None of them really believe in “letting the market decide” like the Kochs of an era past. But where the rubber hits the road with these Reaction Bros is whether they believe that the role of government is to protect the weak or to promote the powerful. They believe in order, protection, and strong rule. But for whom? This is the question that ultimately matters.
I’ve heard people call these guys monarchists, theocrats, paleoconservatives, and proto-fascists. But no one calls them Dixiecrats.
Maybe they should. Or, Yankublican. Ugh, no.
Anyway, not because of segregation—that’s not the parallel. But in their relationship to labor, state power, and economic paternalism? The similarity is real.

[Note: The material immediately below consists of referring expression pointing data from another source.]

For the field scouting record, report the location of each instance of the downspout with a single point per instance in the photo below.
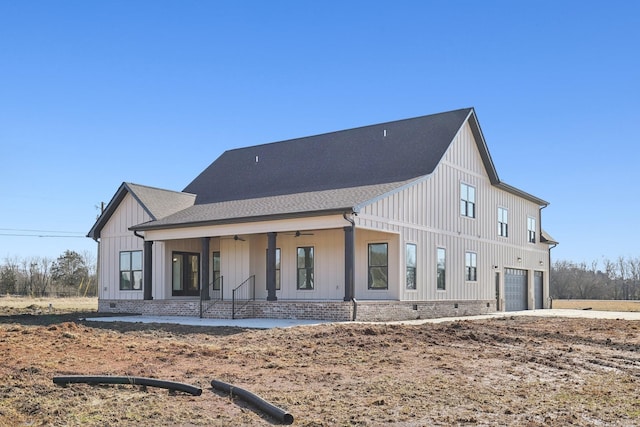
(549, 274)
(548, 253)
(349, 282)
(147, 271)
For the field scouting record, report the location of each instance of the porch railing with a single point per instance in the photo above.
(216, 293)
(242, 295)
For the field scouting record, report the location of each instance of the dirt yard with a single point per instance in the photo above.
(521, 371)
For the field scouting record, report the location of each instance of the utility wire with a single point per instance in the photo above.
(37, 235)
(40, 231)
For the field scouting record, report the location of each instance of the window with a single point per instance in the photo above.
(411, 266)
(531, 230)
(185, 274)
(277, 268)
(467, 201)
(470, 266)
(441, 269)
(131, 271)
(216, 271)
(305, 268)
(378, 266)
(503, 224)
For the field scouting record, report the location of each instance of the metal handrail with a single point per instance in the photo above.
(212, 291)
(248, 286)
(212, 295)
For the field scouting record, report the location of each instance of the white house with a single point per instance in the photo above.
(399, 220)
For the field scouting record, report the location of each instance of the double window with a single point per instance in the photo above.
(131, 270)
(471, 266)
(531, 229)
(503, 223)
(378, 266)
(410, 260)
(305, 268)
(441, 269)
(467, 201)
(216, 271)
(185, 274)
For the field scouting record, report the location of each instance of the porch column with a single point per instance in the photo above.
(204, 270)
(271, 267)
(349, 262)
(148, 268)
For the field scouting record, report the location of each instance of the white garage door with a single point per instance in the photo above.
(515, 289)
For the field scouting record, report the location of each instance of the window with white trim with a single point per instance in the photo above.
(131, 270)
(378, 266)
(305, 268)
(467, 201)
(441, 269)
(411, 260)
(531, 230)
(470, 266)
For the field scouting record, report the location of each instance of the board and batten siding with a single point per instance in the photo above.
(328, 246)
(114, 238)
(427, 214)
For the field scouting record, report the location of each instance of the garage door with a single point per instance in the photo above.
(537, 286)
(515, 289)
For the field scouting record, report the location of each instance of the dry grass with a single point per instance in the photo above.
(601, 305)
(508, 371)
(58, 304)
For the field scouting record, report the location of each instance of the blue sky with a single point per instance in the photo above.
(96, 93)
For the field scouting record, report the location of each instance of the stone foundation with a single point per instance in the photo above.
(366, 311)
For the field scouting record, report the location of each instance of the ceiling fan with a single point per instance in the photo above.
(298, 234)
(236, 237)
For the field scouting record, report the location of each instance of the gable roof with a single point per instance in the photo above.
(156, 202)
(328, 173)
(275, 207)
(377, 154)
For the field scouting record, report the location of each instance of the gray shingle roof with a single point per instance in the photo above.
(331, 172)
(158, 203)
(335, 200)
(382, 153)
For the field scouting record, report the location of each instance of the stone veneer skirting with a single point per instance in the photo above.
(367, 311)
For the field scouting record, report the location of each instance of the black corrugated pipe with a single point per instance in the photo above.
(151, 382)
(273, 411)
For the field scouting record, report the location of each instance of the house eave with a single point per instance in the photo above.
(513, 190)
(243, 220)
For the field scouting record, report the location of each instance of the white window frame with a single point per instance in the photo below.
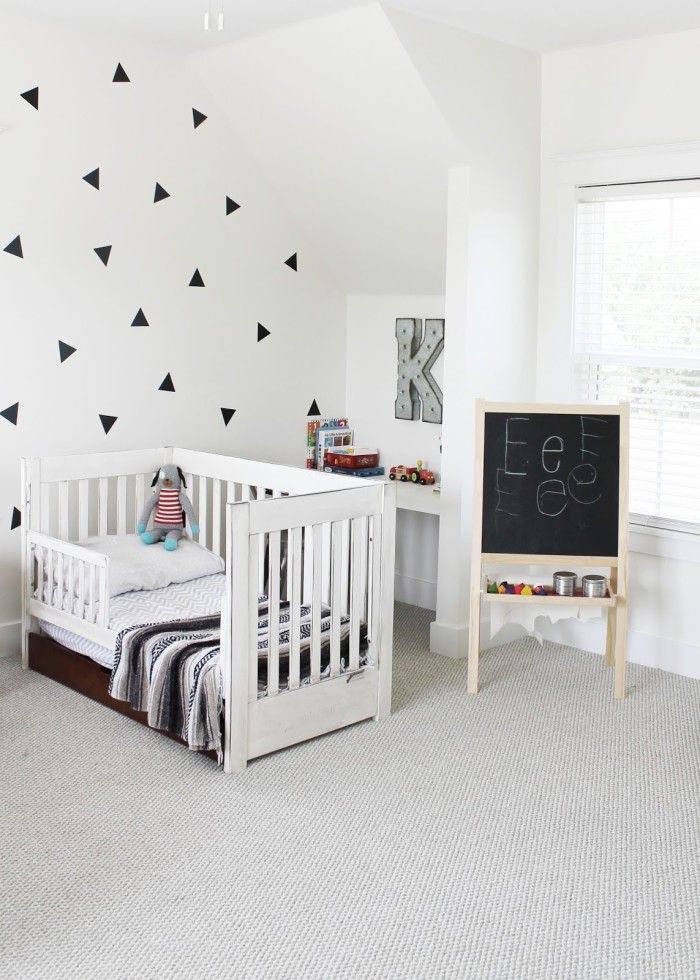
(667, 162)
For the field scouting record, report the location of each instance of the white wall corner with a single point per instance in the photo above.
(450, 641)
(415, 591)
(10, 640)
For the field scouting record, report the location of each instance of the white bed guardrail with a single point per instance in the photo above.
(67, 581)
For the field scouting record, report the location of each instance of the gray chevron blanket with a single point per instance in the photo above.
(172, 670)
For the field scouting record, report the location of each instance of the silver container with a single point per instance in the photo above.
(565, 583)
(593, 586)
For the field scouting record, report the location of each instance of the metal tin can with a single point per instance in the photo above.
(593, 586)
(565, 583)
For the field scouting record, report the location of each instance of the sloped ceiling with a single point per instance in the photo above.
(347, 134)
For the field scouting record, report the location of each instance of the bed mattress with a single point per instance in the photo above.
(186, 600)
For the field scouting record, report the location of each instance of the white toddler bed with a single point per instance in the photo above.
(302, 640)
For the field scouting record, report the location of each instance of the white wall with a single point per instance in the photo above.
(138, 133)
(342, 125)
(614, 109)
(489, 95)
(371, 385)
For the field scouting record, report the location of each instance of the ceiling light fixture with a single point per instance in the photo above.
(220, 17)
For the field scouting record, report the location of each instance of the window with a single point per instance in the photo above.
(636, 336)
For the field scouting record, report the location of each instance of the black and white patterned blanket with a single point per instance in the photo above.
(172, 670)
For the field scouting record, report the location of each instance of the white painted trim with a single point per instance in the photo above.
(664, 543)
(10, 640)
(664, 653)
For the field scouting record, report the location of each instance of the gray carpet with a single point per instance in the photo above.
(537, 830)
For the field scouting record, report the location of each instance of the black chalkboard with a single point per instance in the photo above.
(551, 483)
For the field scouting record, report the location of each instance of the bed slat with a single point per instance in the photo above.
(294, 592)
(102, 505)
(216, 518)
(253, 576)
(316, 600)
(355, 593)
(203, 513)
(273, 574)
(121, 505)
(336, 581)
(83, 509)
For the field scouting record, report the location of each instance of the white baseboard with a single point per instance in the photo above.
(415, 591)
(676, 656)
(10, 640)
(673, 655)
(450, 641)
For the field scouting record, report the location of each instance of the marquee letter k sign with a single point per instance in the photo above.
(415, 382)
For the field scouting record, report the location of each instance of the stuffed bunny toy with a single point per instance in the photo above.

While perhaps not a literal Dixiecrat, Vance feels like an ideological heir to Dixiecrat labor paternalism, along with all its hypocrisy. He even comes from the region of the country (upper Ohio River Basin) where this kind of Conservative Democratism lived on the longest (e.g., West Virginia).
This purely American politics has a complex history in relation to everything from tariffs to localism. The Dixiecrat coalition existed from 1865 through 1964, when Senator Strom Thurmond switched to the Republican Party. Notably, this coalition emerged just a decade after Fitzhugh’s Sociology for the South (1864)—and, of course, after the Civil War.
I think the thing that Fitzhugh reminds me of is that not every critic of the rapacious nature of free market capitalism is a Marxist. I think this is something that today, especially within the academy, we tend to forget. The haunting reality of the history of American policymaking is that the only reason the New Deal was passed was because it was supported by the Dixiecrats, and thus at the expense of Black workers. This deal has had material consequences ever since for the alignment of class and race in our country.
It makes me wonder, though, what would happen if we locked JD Vance and Elizabeth Warren in a room and said, “Go, make our country better for everyone.”